Federal Agency: New Britain Link `Not Recommended'

February 9, 2005
By MIKE SWIFT, Courant Staff Writer

Federal transportation officials on Tuesday downgraded their rating of Greater Hartford's top mass transit priority, a proposed rapid bus link between Hartford and New Britain - a decision that leaves the $337 million plan in doubt.

The so-called New Britain-Hartford busway would create a 9.6-mile bus-only roadway, a transit route that would pass through Newington and the Elmwood section of West Hartford as it followed railroad rights of way to connect the downtowns of Hartford and New Britain.

In dropping the busway's designation to "not recommended" from "recommended," Federal Transit Administrator Jennifer L. Dorn criticized cost increases and said federal officials were concerned about the state Department of Transportation's financial capacity to build the project, as well as the state's overall commitment to its transportation system.
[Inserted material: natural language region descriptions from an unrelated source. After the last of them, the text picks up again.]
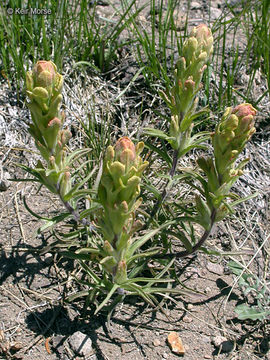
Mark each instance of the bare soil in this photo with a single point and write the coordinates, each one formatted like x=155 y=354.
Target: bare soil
x=36 y=322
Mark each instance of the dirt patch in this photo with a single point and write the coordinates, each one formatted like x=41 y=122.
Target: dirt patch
x=36 y=322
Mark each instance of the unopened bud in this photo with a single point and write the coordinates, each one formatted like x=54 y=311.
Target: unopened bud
x=44 y=73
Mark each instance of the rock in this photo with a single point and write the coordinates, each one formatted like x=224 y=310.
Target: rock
x=215 y=268
x=187 y=319
x=218 y=340
x=175 y=343
x=81 y=344
x=221 y=341
x=3 y=185
x=48 y=258
x=215 y=13
x=156 y=342
x=195 y=5
x=179 y=20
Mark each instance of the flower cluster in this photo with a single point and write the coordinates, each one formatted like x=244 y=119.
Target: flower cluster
x=44 y=86
x=118 y=192
x=181 y=98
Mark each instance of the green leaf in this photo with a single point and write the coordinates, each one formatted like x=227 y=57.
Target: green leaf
x=163 y=154
x=157 y=133
x=110 y=294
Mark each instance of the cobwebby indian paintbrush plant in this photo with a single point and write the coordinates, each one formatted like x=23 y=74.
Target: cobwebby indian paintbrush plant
x=44 y=86
x=44 y=90
x=118 y=193
x=115 y=256
x=182 y=98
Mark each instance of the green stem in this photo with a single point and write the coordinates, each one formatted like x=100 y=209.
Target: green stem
x=202 y=240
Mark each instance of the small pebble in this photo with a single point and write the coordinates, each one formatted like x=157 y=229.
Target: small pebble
x=156 y=342
x=215 y=268
x=187 y=319
x=48 y=258
x=175 y=343
x=81 y=343
x=225 y=344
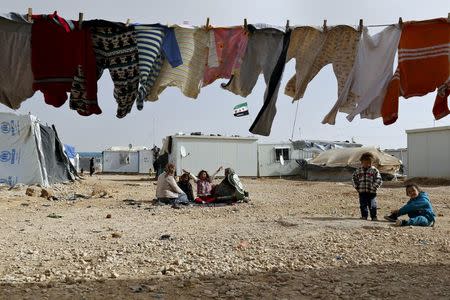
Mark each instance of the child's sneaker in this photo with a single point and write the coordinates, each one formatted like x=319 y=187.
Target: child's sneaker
x=399 y=223
x=391 y=218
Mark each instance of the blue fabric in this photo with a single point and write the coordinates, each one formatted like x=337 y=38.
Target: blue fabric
x=70 y=151
x=181 y=199
x=368 y=202
x=418 y=221
x=171 y=49
x=155 y=42
x=419 y=206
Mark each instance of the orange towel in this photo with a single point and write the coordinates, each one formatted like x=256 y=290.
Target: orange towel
x=423 y=66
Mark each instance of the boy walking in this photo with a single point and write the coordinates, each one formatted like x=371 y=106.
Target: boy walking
x=366 y=180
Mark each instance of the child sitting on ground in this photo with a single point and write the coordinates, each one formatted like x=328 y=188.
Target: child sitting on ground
x=366 y=180
x=186 y=186
x=204 y=182
x=418 y=209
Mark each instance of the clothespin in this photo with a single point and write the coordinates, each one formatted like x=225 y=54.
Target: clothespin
x=80 y=20
x=30 y=14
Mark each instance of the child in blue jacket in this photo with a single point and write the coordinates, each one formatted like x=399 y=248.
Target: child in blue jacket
x=418 y=209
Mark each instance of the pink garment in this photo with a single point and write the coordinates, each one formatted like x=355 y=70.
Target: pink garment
x=230 y=45
x=204 y=187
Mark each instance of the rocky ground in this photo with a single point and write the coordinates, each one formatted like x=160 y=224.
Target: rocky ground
x=101 y=238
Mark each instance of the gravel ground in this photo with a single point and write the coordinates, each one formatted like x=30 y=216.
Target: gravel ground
x=103 y=239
"The Hartford project has been plagued with some problems," Dorn said in a conference call with reporters Tuesday. "The financial capacity of DOT to support this project is also of concern to us. The cost has tripled since the original estimate."
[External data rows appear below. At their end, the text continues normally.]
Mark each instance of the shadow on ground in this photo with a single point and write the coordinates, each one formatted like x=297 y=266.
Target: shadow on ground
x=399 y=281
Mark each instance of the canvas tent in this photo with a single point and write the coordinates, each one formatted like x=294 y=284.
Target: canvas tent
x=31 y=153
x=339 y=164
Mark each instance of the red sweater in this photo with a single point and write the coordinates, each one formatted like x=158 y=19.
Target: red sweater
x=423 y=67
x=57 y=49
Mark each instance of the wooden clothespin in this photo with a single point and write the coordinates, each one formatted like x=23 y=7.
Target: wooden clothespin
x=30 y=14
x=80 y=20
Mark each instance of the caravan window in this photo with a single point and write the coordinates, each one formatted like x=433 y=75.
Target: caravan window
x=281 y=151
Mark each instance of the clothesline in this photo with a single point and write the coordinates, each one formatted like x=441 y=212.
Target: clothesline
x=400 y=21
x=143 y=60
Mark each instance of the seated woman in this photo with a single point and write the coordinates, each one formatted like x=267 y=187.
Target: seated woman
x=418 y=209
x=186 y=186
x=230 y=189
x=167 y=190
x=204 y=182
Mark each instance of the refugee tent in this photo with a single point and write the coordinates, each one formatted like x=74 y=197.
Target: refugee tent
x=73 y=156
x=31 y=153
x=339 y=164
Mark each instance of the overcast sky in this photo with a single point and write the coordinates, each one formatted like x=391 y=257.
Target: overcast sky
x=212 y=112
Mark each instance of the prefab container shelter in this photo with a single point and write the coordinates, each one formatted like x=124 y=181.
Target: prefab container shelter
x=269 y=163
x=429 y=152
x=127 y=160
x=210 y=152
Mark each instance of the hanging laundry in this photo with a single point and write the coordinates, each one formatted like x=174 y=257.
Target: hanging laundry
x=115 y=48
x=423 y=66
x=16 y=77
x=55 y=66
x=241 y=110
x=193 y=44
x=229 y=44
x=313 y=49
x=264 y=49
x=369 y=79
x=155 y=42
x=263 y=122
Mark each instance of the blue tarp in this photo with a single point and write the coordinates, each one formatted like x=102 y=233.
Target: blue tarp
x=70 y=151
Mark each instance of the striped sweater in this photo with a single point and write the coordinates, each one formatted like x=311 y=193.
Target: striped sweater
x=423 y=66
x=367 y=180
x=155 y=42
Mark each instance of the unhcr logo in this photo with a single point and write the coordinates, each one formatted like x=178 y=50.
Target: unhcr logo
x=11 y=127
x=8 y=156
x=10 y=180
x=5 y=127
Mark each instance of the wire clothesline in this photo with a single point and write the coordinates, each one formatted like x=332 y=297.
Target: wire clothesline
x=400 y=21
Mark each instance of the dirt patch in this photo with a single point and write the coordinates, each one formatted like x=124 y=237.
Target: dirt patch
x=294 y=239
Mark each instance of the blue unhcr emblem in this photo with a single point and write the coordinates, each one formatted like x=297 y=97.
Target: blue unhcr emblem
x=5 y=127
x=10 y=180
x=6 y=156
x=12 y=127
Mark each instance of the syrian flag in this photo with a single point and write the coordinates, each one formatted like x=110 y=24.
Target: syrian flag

The busway's scheduled completion had already been delayed from 2007 to 2010, one reason costs have grown, local officials said. But the Federal Transit Administration's report had other criticisms of the project, among them the fact that "critical right of way agreements remain unexecuted."

"ConnDOT must better document its ability to rehabilitate and replace not only capital assets allocated to its Hartford Bus Division, but to its entire transit and highway infrastructure," said the Federal Transit Administration's annual report for the 2006 fiscal year. "Failure to demonstrate progress in advancing the [busway] project in the coming year could result in the removal of the project" from the list of projects competing for federal funding.

Local officials and a top DOT administrator said the busway could be saved with assurances to federal officials that it is being properly managed and that there would not be further delays or cost increases.

"The project is not dead," said Hartford Mayor Eddie A. Perez. "As the capital city's mayor, I'm going to take some regional responsibility for pushing this."

Transit advocates said the decision was more evidence of their long-held belief that the state transportation department favors highways over public transit projects. All Aboard!, a transit advocacy group, recently commissioned a report that said the state needs to reform the way it raises revenue for and spends money on transportation projects.

"I'm not surprised [about the busway decision]," said Toni Gold, a board member of All Aboard! "It was always just a crumb thrown to transit advocates."

The busway project is intended to take pressure off I-84, the region's most congested highway, and to provide access to jobs for people in Hartford and New Britain, where half of the region's residents without cars live. The project was also intended as a spine for the "transit oriented development" of housing and businesses around the 12 station stops planned for the route. The busway was expected to carry 17,200 riders a day.

The New Britain-Hartford busway grew out of a regional transportation plan completed by the Capitol Region Council of Governments in 1999, after the DOT killed the regional agency's plan to build a light rail link between Hartford and Bradley International Airport.

News of the federal recommendation was viewed as a major setback in New Britain, where some city leaders championed the busway as a way to resuscitate its struggling downtown.

An advisory committee spent 17 months studying ways to turn the transportation project into an economic development opportunity. The panel drew up proposals to cluster restaurants, retail shops and housing along the New Britain station stops.

"It was quite promising," said Mayor Timothy Stewart. "There were some pretty unique concepts out there."

The city and the council of governments have put a lot of time into the project, he said. "To have it pulled out from underneath you is pretty disheartening."

Indeed, the federal report said planning done by local officials to use the busway as a link to projects such as Adriaen's Landing in Hartford and to development in New Britain was a strong point of the proposal.

Tuesday's announcement caught local officials by surprise, although the DOT has known about the impeding federal downgrade since December. The state agency hired a full-time manager for the busway after federal officials urged them to, at a meeting between Transportation Commissioner Stephen E. Korta and federal officials.

"We didn't have a full-time project manager; now we do. There were projects with Amtrak [which owns the rights of way] that we did not attack in a timely fashion," said H. James Boice, chief of policy and planning for DOT, explaining other causes for the busway delays.

"[The busway] has always been the top priority for the region from our perspective. It's not like we haven't been doing anything. The project is at about 30 percent design."

Boice said he disagreed with the federal officials' criticism of DOT's support for buses and other transit, saying the state's buses carry over 30 million passengers a year.